Now, the return of shipments can also reduce instabilities in quotations.

“I think the market will be relieved. Ukraine being out of the market was bad because it created a lot of uncertainty, a lot of volatility,” she added.

The president of the Brazilian Association of Animal Protein, Ricardo Santin, said that the Ukrainian recovery also helps to reduce speculation about corn prices.

On the other hand, he said that the European country will still face difficulties to continue with the supply, which means that Brazil's role as a provider of internal and external cereal supply continues without major changes.

“We know that Ukraine will not be able to supply what it supplied (before the war).
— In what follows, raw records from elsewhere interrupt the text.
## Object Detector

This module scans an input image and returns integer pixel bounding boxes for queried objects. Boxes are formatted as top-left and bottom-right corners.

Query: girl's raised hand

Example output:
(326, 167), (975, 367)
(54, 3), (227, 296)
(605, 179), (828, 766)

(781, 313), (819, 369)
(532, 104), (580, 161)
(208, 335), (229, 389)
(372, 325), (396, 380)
It is not known how much it will be able to extract from the field, there is the loss of manpower in the country, internal logistics, problems in the ports”, he commented.

Regarding the production costs of the meat industry, one of the main consumers of corn for animal feed, Santin said that eventual reliefs will be more related to the harvest of the second Brazilian crop than to the global movement involving Ukraine.

“We will have an abundant corn crop in Brazil,” he said.

Noting, however, that there is no room for large drops in meat prices due to other production costs that remain high.

Regarding the global effects of the resumption of Ukrainian shipments, the director of Agribusiness at Itaú BBA, Pedro Fernandes, said that, in general, there will be relief.

"With the moment of food insecurity that we live and the high price of food also generating very high inflation, this news comes to calm down, it indicates that we are going to normality", he said.

“The assessment that we can have is that the agricultural production of this crop, both from Ukraine and Russia, comes to the market, it is certainly positive from the point of view of greater product availability at a time of great scarcity” , he added.